Objective Copper-steel laminated plates exhibit the advantages of both copper and steel. Such plates are extensively used in the aerospace, instrumental, and military fields. However, some problems, such as high reflectivity, serious oxidation of the oxygen-assisted cutting surface, and large seam widths after cutting, can be observed when cutting 1-mm-thick copper-steel laminated plates with a fiber laser. Although some solution methods have been proposed in the existing researches, the protection of the original properties of the material surface, the processing precision, and the product processing technologies are still limited. The effects of lasers and materials can be improved using the pretreatment method proposed in this study, in which the element compositions, morphologies, and physicochemical properties of processing areas are adjusted to ensure processing quality, expand the processing range of a 1064 nm fiber laser, and design the experiment for processing slit gratings. The feasibility of this method is verified.

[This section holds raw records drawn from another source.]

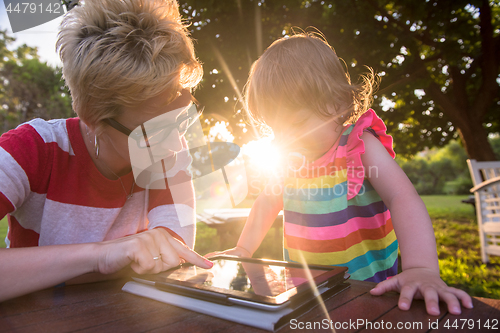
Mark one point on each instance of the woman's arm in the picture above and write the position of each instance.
(24, 270)
(420, 277)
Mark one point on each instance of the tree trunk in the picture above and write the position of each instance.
(475, 140)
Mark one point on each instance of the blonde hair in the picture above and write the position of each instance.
(303, 72)
(118, 53)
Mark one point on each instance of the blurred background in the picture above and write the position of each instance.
(438, 61)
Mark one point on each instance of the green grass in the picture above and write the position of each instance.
(457, 240)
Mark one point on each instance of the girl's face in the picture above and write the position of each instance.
(307, 133)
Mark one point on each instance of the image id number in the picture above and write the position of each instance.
(471, 324)
(32, 7)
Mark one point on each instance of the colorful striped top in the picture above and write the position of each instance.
(332, 214)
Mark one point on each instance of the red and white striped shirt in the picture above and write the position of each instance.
(54, 194)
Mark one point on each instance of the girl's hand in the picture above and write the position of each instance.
(140, 250)
(424, 283)
(237, 251)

Methods Based on the analysis of the material properties and the laser processing characteristics, a shallow melting surface could be obtained by controlling the energy input. The plate surface was scanned using a low-power fiber laser by considering oxygen as the auxiliary gas to obtain morphology changes and material properties conducive to laser processing. The processing quality of this method is compared with those of other methods. A three-dimensional (3D) microscope was used to observe and measure the surface morphology, heat-affected zone (HAZ), and slit width. In addition, the Plus software was used to estimate the oxide distribution in the shallow melting area formed by pretreatment. Thus, the proportion of oxide area in the shallow melting area could be calculated. The surface roughness was measured using a Keynes laser confocal microscope. Further, the surface morphological changes in the shallow melting area were analyzed to investigate the influence of pretreatment on laser absorption and subsequent processing. The advantages of this method with respect to quality and technology were deduced via experiments in which different pretreatment methods were used. After reasonable processing parameters were obtained, the slit grating was processed by planning the processing path, and the deformation and accuracy were controlled within the required range.

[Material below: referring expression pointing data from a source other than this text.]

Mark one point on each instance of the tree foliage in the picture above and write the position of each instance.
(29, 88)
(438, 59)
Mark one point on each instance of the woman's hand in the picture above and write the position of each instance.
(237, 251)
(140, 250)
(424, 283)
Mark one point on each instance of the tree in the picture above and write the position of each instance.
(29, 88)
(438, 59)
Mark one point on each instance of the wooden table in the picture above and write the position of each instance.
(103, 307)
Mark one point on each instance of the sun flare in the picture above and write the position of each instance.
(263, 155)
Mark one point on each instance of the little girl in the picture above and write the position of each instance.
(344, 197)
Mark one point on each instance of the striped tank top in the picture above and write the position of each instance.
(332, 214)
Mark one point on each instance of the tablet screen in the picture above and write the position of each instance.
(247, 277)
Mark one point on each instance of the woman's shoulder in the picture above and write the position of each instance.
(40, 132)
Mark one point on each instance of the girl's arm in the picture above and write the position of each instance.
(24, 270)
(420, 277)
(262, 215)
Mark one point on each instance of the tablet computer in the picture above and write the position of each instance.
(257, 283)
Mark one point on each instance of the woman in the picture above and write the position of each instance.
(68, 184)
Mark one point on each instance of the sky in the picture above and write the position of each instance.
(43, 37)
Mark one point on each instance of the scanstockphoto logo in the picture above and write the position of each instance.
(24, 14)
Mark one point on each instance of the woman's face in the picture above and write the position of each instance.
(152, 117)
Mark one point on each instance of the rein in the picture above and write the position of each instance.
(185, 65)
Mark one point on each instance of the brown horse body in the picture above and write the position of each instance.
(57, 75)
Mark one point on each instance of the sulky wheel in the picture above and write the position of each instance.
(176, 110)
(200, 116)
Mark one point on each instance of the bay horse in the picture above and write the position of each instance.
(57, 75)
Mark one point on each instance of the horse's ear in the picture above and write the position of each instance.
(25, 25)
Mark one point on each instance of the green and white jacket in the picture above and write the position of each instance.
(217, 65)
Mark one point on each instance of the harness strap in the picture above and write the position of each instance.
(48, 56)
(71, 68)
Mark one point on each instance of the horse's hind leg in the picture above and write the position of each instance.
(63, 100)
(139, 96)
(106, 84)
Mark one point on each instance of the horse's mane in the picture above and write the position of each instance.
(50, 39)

Results and Discussions In this study, the plate surface is guided to obtain shallow melting and black oxide via pretreatment. The width of shallow melting on the material surface is smaller than the spot diameter, and the oxide and molten substance overlap with each other. Therefore, the main energy absorption area with respect to the spot diameter is segmented and reduced, and black oxide can effectively improve the laser absorption rate. Thus, the problem of low laser absorptivity on the surface of the copper-steel laminated plates can be solved and the appropriate energy utilization can be achieved. Hence, most of them are used to remove the materials within the irradiation range and reduce heat accumulation at the edge of the slit. The slit width is smaller than the spot diameter, and the HAZ of the slit is reduced. Thus, the cut accuracy and quality of the laser-cut copper-steel laminated plates are improved when the proposed pretreatment method is applied. Through pretreatment, a pretreated surface containing 36.54%--77.84% of oxidation area can be obtained. The larger the proportion of the oxidation area, the lesser is the amount of oxide copper spots in the shallow melting zone, the greater is the density of the molten pool, and the more uniform is the edge line. Compared with that of the oxygen-assisted cutting method, the seam width of the pretreatment method decreases by approximately 45% and that of the carbon black coating method decreases by 36%.

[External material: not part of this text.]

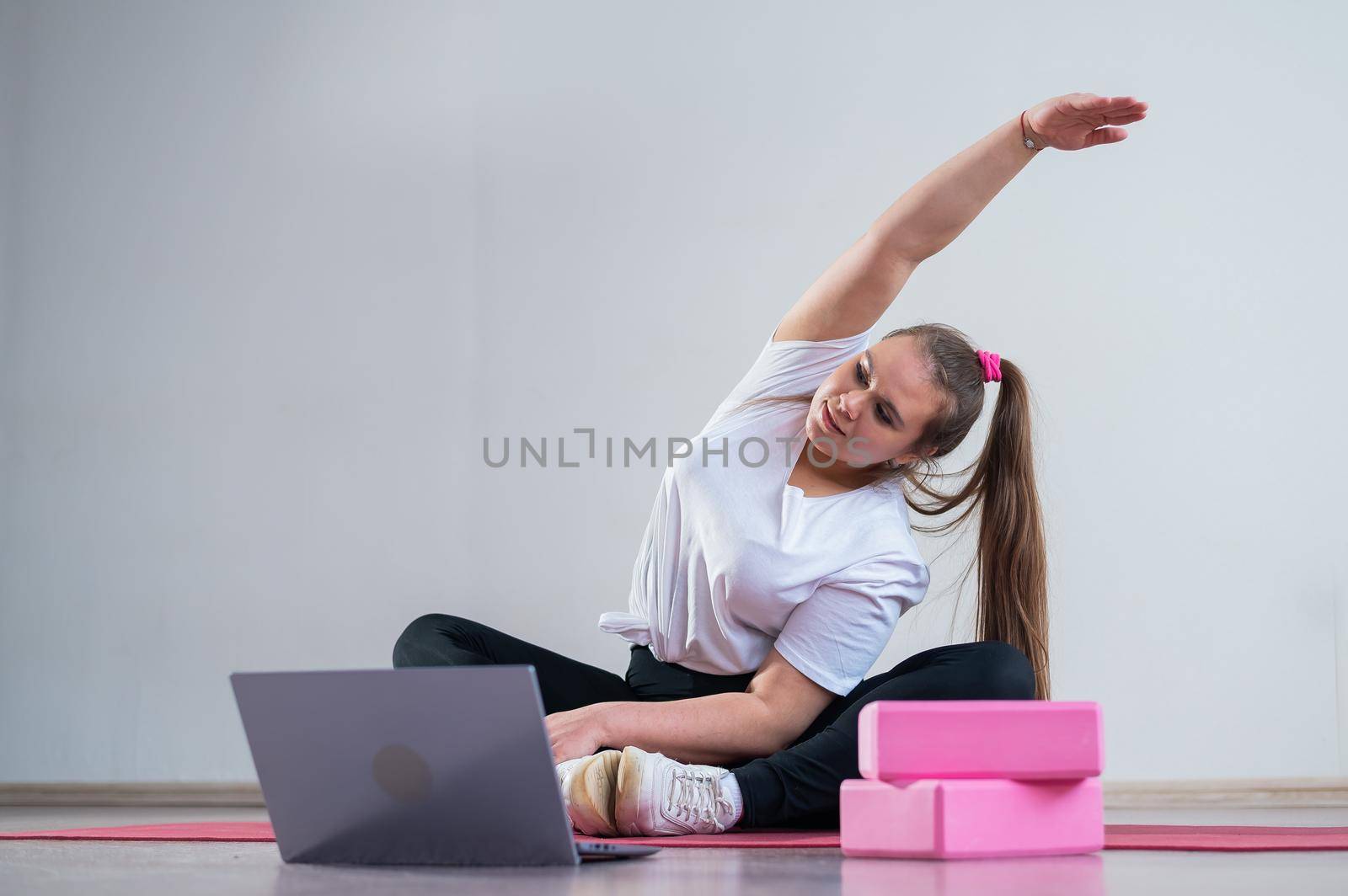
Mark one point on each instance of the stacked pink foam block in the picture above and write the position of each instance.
(974, 779)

Conclusions The material surface melts in the form of a shallow layer when the energy density is controlled and the oxidation reaction is guided. The width of shallow melting on the material surface is smaller than the spot diameter. Compared with other methods, the material around the slit is not affected by oxidation or pollution before and after processing. Compared with other methods, the laser pretreatment method achieves a better cutting quality and requires shorter time. By conducting the complete experiment with respect to two factors and three levels, a pretreated surface in agreement with the shallow melting state can be obtained. In this treatment range, the processing parameters are selected based on the proportion of oxidation area to perform the cutting experiment, and the grating sample is produced. The results show that a slit grating satisfying all the quality requirements can be obtained using the proposed method. Further, the HAZ is considerably smaller after cutting, and there is no slag on the back. The properties of copper cladding before and after cutting are protected to ensure that the quality of the copper-steel laminated plates cut by the fiber laser meets the application requirements.